Distinguished Alumna Award
Nelba Márquez-Greene is the founder of The Ana Grace Project. She founded The Ana Grace Project in 2013 as a response to the school shooting in Sandy Hook, Conn., in 2012, which took the life of her daughter, Ana Grace Márquez-Greene. The Ana Grace Project is dedicated to promoting love, community, and connection for every child and family through three lead initiatives: partner schools, professional development, and music and the arts. She also is Director of Community Advancement at Central Connecticut State University.
Prior to founding The Ana Grace Project, Márquez-Greene was an employee of the Klingberg Family Therapy Center and an adjunct faculty member at Central Connecticut State University. She previously served as an administrative assistant for the Programma De Ministerios Hispanos and the Black Ministries Program at Hartford Seminary, as an intervention specialist with the Capitol Region Education Council, and as a resident engagement facilitator with the Institute for Community Research. She also held a private mental health practice in Hartford, Conn.

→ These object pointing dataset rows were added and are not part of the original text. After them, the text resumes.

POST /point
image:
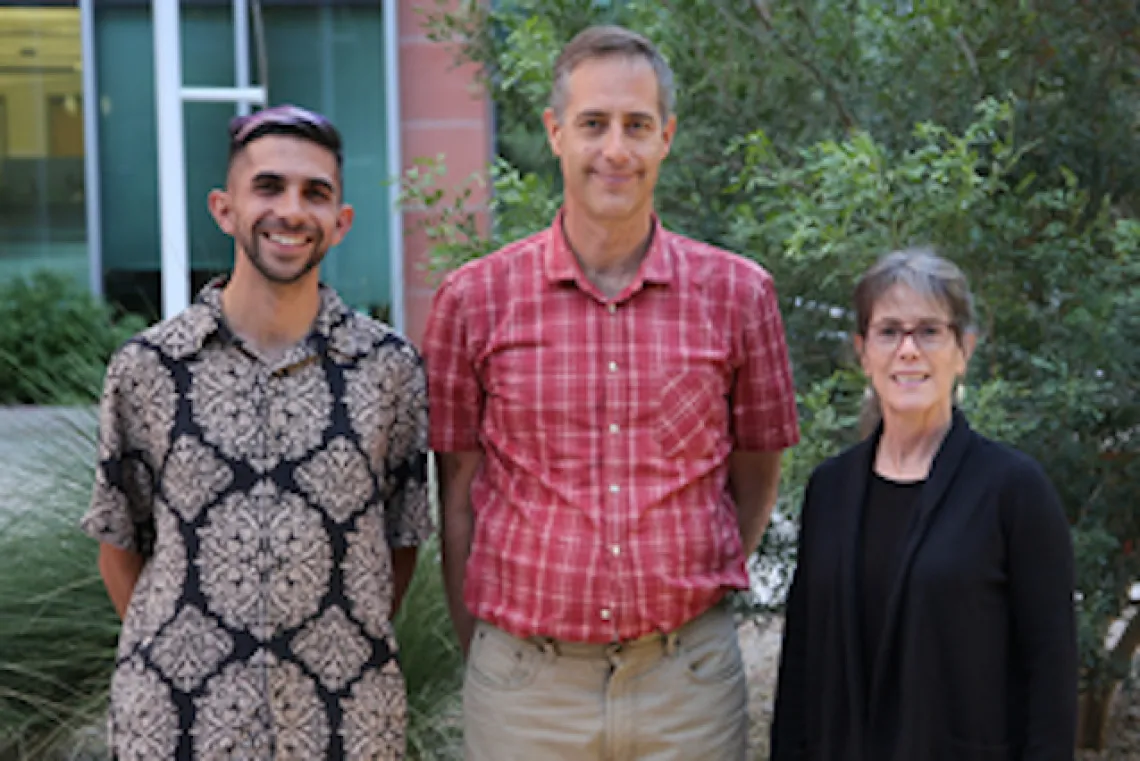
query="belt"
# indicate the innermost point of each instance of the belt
(667, 640)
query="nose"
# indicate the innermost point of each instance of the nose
(290, 207)
(909, 346)
(616, 150)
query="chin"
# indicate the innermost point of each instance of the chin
(915, 408)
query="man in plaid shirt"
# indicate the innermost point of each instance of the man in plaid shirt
(609, 402)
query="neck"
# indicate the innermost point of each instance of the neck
(605, 247)
(269, 316)
(909, 443)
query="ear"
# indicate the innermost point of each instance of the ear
(221, 209)
(553, 131)
(669, 132)
(344, 218)
(860, 351)
(969, 343)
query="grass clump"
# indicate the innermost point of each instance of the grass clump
(55, 340)
(58, 630)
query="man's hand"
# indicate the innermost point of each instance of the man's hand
(120, 570)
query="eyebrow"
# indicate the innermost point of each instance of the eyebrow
(262, 177)
(605, 114)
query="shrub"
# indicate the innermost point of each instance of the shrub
(55, 341)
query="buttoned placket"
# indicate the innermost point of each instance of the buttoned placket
(268, 381)
(615, 453)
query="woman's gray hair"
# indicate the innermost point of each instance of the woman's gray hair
(926, 273)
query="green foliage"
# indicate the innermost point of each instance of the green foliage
(55, 341)
(56, 624)
(815, 136)
(432, 664)
(521, 205)
(58, 630)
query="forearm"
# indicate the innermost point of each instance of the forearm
(456, 474)
(404, 567)
(120, 570)
(754, 479)
(456, 549)
(754, 518)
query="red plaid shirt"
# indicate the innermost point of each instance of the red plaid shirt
(602, 508)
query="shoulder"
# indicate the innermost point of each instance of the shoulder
(1016, 475)
(1002, 463)
(180, 335)
(718, 266)
(836, 468)
(364, 337)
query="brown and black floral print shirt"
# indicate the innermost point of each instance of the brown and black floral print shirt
(267, 498)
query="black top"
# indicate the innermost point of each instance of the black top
(979, 657)
(887, 515)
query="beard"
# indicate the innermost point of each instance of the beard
(251, 244)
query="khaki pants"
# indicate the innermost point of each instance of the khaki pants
(680, 697)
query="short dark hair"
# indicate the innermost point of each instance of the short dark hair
(288, 121)
(603, 42)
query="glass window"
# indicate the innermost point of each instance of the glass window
(42, 212)
(323, 56)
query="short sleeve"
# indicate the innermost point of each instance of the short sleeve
(122, 506)
(454, 389)
(407, 509)
(763, 398)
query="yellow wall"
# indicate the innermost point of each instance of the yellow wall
(26, 105)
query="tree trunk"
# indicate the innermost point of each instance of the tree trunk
(1096, 708)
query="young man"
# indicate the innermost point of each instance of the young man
(261, 488)
(609, 404)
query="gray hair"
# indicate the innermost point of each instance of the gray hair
(925, 272)
(611, 41)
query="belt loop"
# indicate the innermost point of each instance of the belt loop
(548, 646)
(670, 644)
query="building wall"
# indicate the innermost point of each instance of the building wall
(442, 111)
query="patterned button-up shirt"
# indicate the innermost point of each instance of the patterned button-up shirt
(267, 498)
(602, 509)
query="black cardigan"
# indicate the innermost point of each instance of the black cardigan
(978, 660)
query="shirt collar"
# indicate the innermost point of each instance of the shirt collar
(562, 266)
(206, 319)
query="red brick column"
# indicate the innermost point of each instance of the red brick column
(442, 111)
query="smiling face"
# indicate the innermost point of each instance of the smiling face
(913, 374)
(282, 205)
(610, 138)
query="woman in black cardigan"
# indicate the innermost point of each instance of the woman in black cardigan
(930, 616)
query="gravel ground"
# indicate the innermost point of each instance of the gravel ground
(759, 641)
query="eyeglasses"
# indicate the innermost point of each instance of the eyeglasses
(928, 336)
(284, 119)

Márquez-Greene was a founding member of the Connecticut Association for Marriage and Family Therapy Diversity Committee and has served on their board of directors. Additionally, she has testified and advocated at the state and federal levels for mental health initiatives, hosted TEDx talks, and is a sought-after speaker nationally.
Márquez-Greene was featured in the 2019 release of The Book of Gutsy Women by Hillary Rodham Clinton and Chelsea Clinton and in People magazine’s October 2019 issue as one of ten “Women Changing the World.” In 2018, she was selected as one of the “100 Women of Color” and as a Young Women’s Christian Association Women’s Leadership Award recipient. Márquez-Greene was also the recipient of the Distinguished Professional Service Award in 2004 and the Service to Families Award in 2013 from the Connecticut Association for Marriage and Family Therapy.
Márquez-Greene graduated from The Hartt School in 1997 with a degree in music education. She later received her master’s degree in marriage and family therapy from Saint Joseph College in 2005. She lives with her husband (Jimmy Greene, ’97) and son in a Connecticut suburb and with Ana Grace in her heart.